46 たんけんちゅう。
もちろんエルシアだってそんなに暇じゃない。
貴族のお屋敷の使用人には、いろいろとお仕事があるのだ。
私一人にいつまでも関わってはいられない。
だから、とりとねこは私が探すことにした。
心配なのは、方向音痴の私にはもう二度とこの部屋が見つけられないんじゃないかということ。
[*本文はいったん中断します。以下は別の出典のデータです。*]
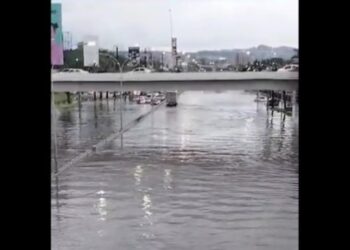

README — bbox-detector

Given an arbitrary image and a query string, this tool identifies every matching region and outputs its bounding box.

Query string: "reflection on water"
[52,92,298,250]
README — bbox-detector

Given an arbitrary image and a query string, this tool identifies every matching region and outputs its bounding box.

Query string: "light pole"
[51,65,58,174]
[162,51,165,71]
[101,54,137,131]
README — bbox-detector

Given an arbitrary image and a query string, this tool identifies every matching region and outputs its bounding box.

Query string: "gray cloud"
[53,0,298,51]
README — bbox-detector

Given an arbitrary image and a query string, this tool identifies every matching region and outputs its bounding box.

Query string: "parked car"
[60,69,89,74]
[130,67,152,73]
[277,64,299,72]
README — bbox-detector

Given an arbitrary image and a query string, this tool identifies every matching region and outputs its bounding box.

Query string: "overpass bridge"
[52,72,299,92]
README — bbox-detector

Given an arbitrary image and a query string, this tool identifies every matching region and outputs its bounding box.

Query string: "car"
[137,96,146,104]
[60,68,89,74]
[130,67,152,73]
[151,97,162,105]
[277,64,299,72]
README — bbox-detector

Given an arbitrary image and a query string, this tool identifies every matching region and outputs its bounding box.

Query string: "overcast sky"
[52,0,298,51]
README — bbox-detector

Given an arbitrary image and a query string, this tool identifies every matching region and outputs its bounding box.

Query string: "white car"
[60,69,89,74]
[130,67,152,73]
[277,64,299,72]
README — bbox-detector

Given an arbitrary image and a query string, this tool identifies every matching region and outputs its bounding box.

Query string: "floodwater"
[51,91,298,250]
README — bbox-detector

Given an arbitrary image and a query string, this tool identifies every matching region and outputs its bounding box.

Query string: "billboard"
[83,36,99,67]
[129,47,140,60]
[51,3,63,65]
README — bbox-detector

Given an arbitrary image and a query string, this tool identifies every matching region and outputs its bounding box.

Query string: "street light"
[102,54,137,131]
[162,51,165,70]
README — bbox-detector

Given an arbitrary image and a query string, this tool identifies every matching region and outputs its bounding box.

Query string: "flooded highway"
[51,91,299,250]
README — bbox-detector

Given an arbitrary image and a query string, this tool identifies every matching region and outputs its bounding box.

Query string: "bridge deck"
[52,72,298,91]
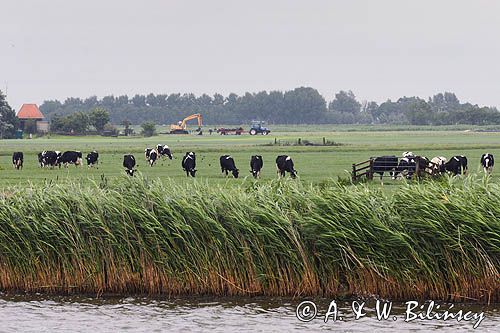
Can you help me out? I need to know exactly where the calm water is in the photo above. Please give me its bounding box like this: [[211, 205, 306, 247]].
[[0, 294, 500, 333]]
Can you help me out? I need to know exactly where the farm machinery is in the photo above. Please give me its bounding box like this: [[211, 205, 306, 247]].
[[248, 120, 271, 135], [170, 113, 203, 135]]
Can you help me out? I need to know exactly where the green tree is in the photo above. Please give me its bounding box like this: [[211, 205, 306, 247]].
[[89, 108, 109, 132], [0, 91, 19, 139], [328, 90, 361, 115], [141, 121, 156, 137], [121, 119, 134, 136]]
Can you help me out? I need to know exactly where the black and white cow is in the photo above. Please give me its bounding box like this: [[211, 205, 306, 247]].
[[372, 156, 398, 181], [156, 144, 172, 160], [426, 156, 448, 175], [148, 149, 158, 166], [182, 151, 196, 177], [38, 150, 62, 168], [12, 151, 24, 170], [250, 155, 264, 178], [144, 148, 153, 161], [440, 155, 467, 176], [276, 155, 297, 178], [123, 154, 137, 176], [59, 150, 82, 168], [38, 152, 45, 168], [481, 153, 495, 174], [219, 155, 239, 178], [85, 150, 99, 168]]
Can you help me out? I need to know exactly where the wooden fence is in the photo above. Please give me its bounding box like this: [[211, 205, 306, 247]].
[[351, 156, 440, 182]]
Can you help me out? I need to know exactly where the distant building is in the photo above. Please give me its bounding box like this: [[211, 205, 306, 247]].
[[17, 104, 49, 133]]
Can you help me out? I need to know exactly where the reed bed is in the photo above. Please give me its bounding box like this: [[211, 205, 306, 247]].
[[0, 177, 500, 302]]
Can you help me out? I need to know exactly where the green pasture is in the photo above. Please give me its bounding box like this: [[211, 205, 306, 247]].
[[0, 126, 500, 187]]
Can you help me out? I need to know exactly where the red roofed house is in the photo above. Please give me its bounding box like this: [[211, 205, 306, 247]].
[[17, 104, 49, 133]]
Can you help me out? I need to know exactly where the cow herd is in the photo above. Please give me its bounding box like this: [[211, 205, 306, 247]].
[[123, 144, 297, 179], [12, 150, 99, 170], [5, 144, 495, 180], [372, 152, 495, 180]]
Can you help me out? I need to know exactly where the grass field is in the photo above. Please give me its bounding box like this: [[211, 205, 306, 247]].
[[0, 126, 500, 187]]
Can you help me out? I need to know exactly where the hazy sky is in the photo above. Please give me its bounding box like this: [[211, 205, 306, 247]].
[[0, 0, 500, 109]]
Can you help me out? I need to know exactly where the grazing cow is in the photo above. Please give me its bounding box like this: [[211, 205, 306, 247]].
[[426, 156, 448, 175], [372, 156, 398, 181], [148, 149, 158, 166], [144, 148, 153, 161], [415, 156, 430, 177], [219, 155, 239, 178], [250, 155, 264, 179], [156, 144, 172, 160], [59, 150, 82, 168], [403, 151, 415, 157], [38, 150, 61, 168], [276, 155, 297, 178], [123, 154, 137, 176], [182, 151, 196, 177], [440, 155, 467, 176], [85, 150, 99, 168], [481, 153, 495, 174], [38, 152, 45, 168], [12, 151, 24, 170]]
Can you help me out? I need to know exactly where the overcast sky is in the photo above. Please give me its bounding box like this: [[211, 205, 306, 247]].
[[0, 0, 500, 109]]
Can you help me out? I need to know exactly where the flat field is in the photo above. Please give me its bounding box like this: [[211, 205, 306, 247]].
[[0, 126, 500, 188]]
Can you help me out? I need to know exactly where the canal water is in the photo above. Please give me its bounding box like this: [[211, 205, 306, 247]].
[[0, 294, 500, 333]]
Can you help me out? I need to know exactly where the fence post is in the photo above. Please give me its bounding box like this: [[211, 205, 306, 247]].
[[415, 156, 420, 180], [368, 158, 373, 180]]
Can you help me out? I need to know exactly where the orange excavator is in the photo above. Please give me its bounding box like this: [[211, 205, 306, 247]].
[[170, 113, 203, 135]]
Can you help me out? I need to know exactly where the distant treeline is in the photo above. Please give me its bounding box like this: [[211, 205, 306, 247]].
[[40, 87, 500, 125]]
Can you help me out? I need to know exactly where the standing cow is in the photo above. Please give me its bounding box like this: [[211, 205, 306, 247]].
[[481, 153, 495, 174], [426, 156, 448, 176], [38, 150, 62, 168], [182, 151, 196, 177], [148, 149, 158, 166], [440, 155, 467, 176], [372, 156, 398, 181], [59, 150, 82, 168], [219, 155, 239, 178], [12, 151, 24, 170], [123, 154, 137, 176], [156, 144, 172, 160], [85, 150, 99, 168], [276, 155, 297, 179], [250, 155, 264, 179]]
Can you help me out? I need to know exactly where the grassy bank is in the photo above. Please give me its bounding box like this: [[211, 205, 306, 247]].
[[0, 129, 500, 189], [0, 178, 500, 302]]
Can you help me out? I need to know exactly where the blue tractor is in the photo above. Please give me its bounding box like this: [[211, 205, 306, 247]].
[[248, 120, 271, 135]]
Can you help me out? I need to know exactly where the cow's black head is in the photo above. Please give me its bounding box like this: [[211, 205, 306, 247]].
[[163, 148, 172, 160], [232, 169, 240, 178]]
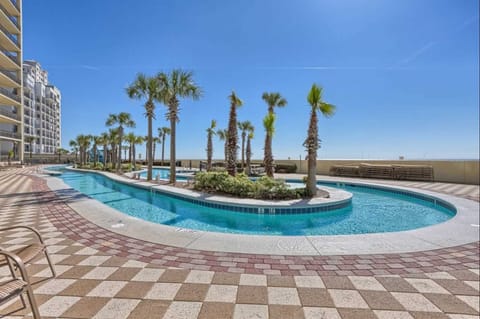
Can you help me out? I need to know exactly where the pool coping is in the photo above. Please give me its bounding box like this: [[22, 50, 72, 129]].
[[43, 172, 480, 256]]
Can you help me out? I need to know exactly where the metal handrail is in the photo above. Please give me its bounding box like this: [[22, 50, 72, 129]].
[[0, 130, 22, 139], [0, 6, 19, 28], [0, 108, 20, 120], [0, 87, 21, 102], [1, 50, 20, 65], [0, 25, 18, 46], [0, 69, 20, 84]]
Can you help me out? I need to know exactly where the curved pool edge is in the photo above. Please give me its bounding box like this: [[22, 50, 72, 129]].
[[68, 168, 352, 215], [38, 172, 480, 256]]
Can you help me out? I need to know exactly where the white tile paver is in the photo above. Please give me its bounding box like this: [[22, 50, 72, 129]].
[[373, 310, 413, 319], [132, 268, 165, 282], [185, 270, 215, 284], [391, 292, 440, 312], [294, 276, 325, 288], [87, 281, 127, 297], [457, 296, 480, 311], [39, 296, 80, 318], [145, 283, 181, 300], [35, 279, 76, 295], [205, 285, 238, 303], [303, 307, 342, 319], [163, 301, 202, 319], [328, 289, 368, 309], [267, 287, 301, 305], [82, 267, 118, 279], [79, 256, 110, 266], [93, 299, 140, 319], [240, 274, 267, 286], [405, 278, 449, 294], [348, 276, 386, 291], [233, 304, 268, 319]]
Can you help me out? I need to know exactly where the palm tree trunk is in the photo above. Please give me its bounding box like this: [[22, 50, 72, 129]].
[[207, 133, 213, 171], [103, 144, 107, 170], [242, 132, 246, 171], [152, 141, 157, 163], [117, 125, 123, 173], [161, 134, 165, 166], [305, 108, 318, 196], [170, 116, 177, 184], [227, 103, 238, 176], [223, 139, 228, 167], [245, 138, 252, 176], [263, 132, 273, 178], [147, 115, 153, 181], [132, 143, 137, 170]]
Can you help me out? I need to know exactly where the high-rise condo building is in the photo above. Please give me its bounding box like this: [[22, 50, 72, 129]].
[[23, 61, 61, 154], [0, 0, 24, 162]]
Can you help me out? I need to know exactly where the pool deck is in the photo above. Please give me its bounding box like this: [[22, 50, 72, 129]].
[[0, 168, 480, 319]]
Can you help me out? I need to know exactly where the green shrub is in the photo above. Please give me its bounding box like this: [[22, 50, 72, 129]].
[[275, 164, 297, 174], [193, 172, 305, 199]]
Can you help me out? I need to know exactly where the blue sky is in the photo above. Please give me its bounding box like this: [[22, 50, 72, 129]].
[[23, 0, 479, 159]]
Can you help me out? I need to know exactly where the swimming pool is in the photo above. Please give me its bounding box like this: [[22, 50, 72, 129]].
[[140, 167, 192, 181], [54, 171, 455, 236]]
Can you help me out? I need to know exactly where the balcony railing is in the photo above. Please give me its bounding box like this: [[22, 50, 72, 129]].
[[0, 5, 19, 28], [0, 87, 21, 102], [0, 130, 22, 140], [0, 25, 18, 46], [0, 69, 20, 84], [2, 50, 20, 66], [0, 108, 20, 121]]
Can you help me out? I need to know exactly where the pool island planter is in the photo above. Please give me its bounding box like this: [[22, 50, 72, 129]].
[[67, 167, 352, 215]]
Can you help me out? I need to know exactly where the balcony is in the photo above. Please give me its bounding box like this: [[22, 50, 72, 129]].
[[0, 24, 20, 52], [0, 130, 22, 141], [0, 0, 20, 17], [0, 87, 21, 106], [0, 6, 20, 34], [0, 69, 21, 88], [0, 108, 20, 124], [0, 49, 20, 71]]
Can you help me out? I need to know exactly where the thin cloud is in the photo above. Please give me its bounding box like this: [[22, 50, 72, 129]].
[[80, 64, 100, 71], [394, 16, 478, 66]]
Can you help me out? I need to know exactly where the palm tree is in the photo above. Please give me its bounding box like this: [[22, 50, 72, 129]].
[[77, 134, 91, 165], [227, 91, 243, 176], [57, 148, 68, 163], [245, 125, 254, 176], [25, 136, 35, 165], [105, 112, 135, 172], [126, 73, 161, 181], [262, 92, 287, 177], [207, 120, 217, 171], [68, 140, 78, 162], [217, 129, 228, 167], [157, 69, 202, 183], [100, 132, 110, 170], [158, 126, 170, 166], [152, 137, 162, 163], [125, 132, 137, 164], [263, 113, 275, 177], [238, 121, 252, 170], [303, 83, 336, 196], [92, 136, 103, 168], [108, 129, 119, 169]]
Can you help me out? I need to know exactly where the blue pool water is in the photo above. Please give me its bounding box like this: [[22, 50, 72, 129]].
[[54, 171, 454, 236], [140, 168, 187, 180]]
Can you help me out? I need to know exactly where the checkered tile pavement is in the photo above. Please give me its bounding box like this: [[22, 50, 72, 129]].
[[0, 170, 480, 319]]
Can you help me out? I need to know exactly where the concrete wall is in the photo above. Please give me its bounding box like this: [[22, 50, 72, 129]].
[[181, 159, 480, 185]]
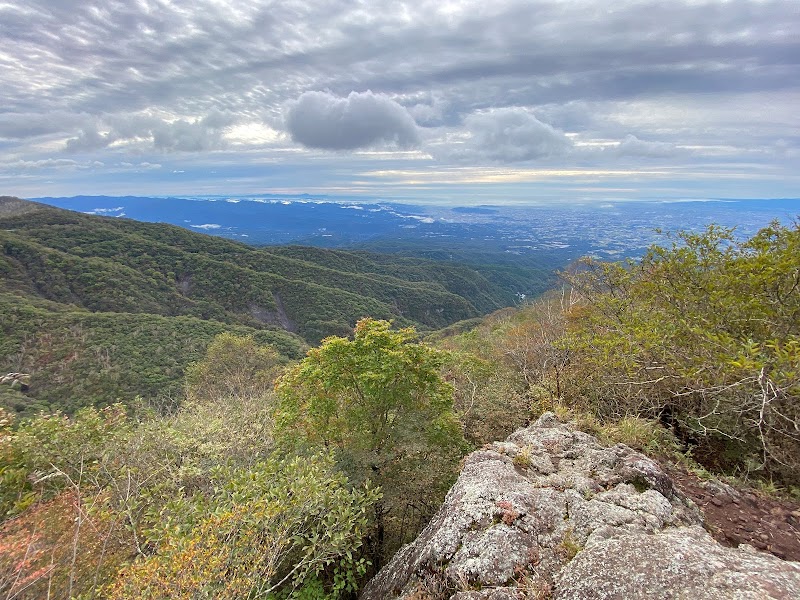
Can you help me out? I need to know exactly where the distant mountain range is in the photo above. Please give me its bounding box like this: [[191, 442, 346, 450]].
[[0, 198, 546, 412], [34, 194, 800, 262]]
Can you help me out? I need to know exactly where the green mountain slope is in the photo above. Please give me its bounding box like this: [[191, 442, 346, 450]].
[[0, 197, 536, 412]]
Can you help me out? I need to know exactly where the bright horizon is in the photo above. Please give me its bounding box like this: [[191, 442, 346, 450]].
[[0, 0, 800, 205]]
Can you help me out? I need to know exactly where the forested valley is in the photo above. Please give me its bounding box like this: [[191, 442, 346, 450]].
[[0, 195, 800, 600]]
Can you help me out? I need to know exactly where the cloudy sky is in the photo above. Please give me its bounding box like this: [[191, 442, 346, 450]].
[[0, 0, 800, 204]]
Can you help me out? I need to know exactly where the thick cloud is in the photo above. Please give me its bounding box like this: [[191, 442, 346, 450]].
[[0, 0, 800, 195], [286, 91, 419, 150], [438, 108, 572, 163]]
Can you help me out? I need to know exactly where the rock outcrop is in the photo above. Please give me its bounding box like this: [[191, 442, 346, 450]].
[[361, 413, 800, 600]]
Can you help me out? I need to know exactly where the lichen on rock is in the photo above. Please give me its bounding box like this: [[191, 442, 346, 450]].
[[361, 413, 800, 600]]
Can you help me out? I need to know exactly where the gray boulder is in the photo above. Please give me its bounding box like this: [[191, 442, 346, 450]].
[[361, 413, 800, 600]]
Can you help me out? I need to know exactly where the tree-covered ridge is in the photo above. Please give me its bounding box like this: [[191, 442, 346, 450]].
[[0, 197, 544, 414], [0, 293, 306, 415], [0, 198, 532, 341]]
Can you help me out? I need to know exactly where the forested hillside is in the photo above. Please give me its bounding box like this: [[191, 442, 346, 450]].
[[0, 197, 536, 414], [0, 217, 800, 600]]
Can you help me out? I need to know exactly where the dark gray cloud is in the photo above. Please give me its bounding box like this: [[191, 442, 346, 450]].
[[286, 91, 419, 150], [0, 0, 800, 197], [438, 108, 572, 163]]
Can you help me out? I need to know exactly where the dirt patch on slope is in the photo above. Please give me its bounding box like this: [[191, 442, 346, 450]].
[[665, 467, 800, 561]]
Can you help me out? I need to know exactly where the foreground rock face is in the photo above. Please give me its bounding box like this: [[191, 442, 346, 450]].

初めて来たこんな広いお屋敷。それに、どこも同じ景色に見えてしまう。
「誰かに聞けば、教えてくれるよね」
「はい」
エルシアは頷く。
「第九号客室はどこか、と尋ねてください。うちの使用人なら、みんな分かりますので」
「了解」
これからお掃除だというエルシアと別れて、私はお屋敷の長い廊下を一人歩く。
「とりさーん。ねこくーん」
しーん。
いない。
広いお屋敷は、たくさんの人がいるはずなのに、妙に静まり返っている。
うーん。
あのふたりの移動速度だと、そんな遠くまで行くことはできないはずなんだけど。
誰かに持っていかれちゃったのかなあ。
きょろきょろしながら歩いていたら。
「……ん?」
とある部屋の前に、メモ紙が一枚ぴらりと落ちている。
「たんけんずみ」と子供みたいな字で書かれていた。
完全に、とりとねこの字だ。
こんこん、とノックしてみると、使用人っぽいおじいさんが顔を出した。
「はいはい」
「あ、すみません。ここに動いてしゃべるぬいぐるみがお邪魔しませんでしたでしょうか……」
「ああ、来たよ」
おじいさんはあっさりと頷いた。
「この部屋を探検させてくれ、なんて言ってね。何もないって言ったんだけど、隅から隅までふこふこ歩き回って、出て行ったよ」
「そ、そうですか。それはご迷惑を……」
「いや、別に。年寄りの話をいろいろ聞いてくれて、楽しかったよ」
おじいさんはちょっと嬉しそうだった。
さすがとりとねこ。もう心を掴んでる。コミュ力が高すぎる。
「どっちに行きましたか……?」
「向こうだと思うよ」
おじいさんは廊下の奥を指さす。
「あんまり奥に行くと、奥様の部屋だから気をつけなさいって言っておいたよ。ほら、奥様を驚かせたら、処されてしまうからねえ」
「そ、そうですよね」
ああ、早く見つけないと。
「楽しそうに、処されたらやばーい、とか言ってたよ、ふたりとも」
やばーい、じゃないよ。本当に分かってるんだろうか、まったく。
おじいさんにお礼を言って、また廊下を歩き出す。
しばらく行った部屋の前に、また「たんけんずみ」のメモ紙。
こんこん、とノック。
「すみません、こちらにとりとねこの生意気なぬいぐるみが来なかったでしょうか……」
「ああ、とりさんとねこくんね」
顔を出したエルシアとおんなじくらいの年のメイドさんは胸の前で手を組んだ。
「かわいかったー。触らせてくれたのよ。すっごくふこふこしてたわ。カガクセンイ? っていうの? それでできてるからって」
「それはよかったです。あの、それでその後どこに……」
「もっと大きな部屋が見たいって言うから、あの角を曲がった先に厨房があるわよって教えてあげたの」
「厨房ですか……」
さすがに食材と間違えられることはないだろうけど。
「料理長のメッシさんは厳しい人だけど、この時間はいないと思うの。副料理長のゴファンさんは優しい人だから、きっと歓迎してくれるはずよ」
「分かりました。行ってみます、ありがとうございます」
「また遊びに来てって言っておいてね」
手を振るメイドさんと別れて、教えられた角を曲がる。
少し前から漂っていた料理の匂いが濃くなってきた。奥の大きな扉から賑やかな音がしているので、あそこだなって分かった。
「そこに大皿を三枚並べて!」
「はいさ」
「こっちもできたよ、中皿三枚!」
「はいさー」
……。
……んー?
料理人さんの声に混じって、とりとねこの返事が聞こえる気がするなあ……?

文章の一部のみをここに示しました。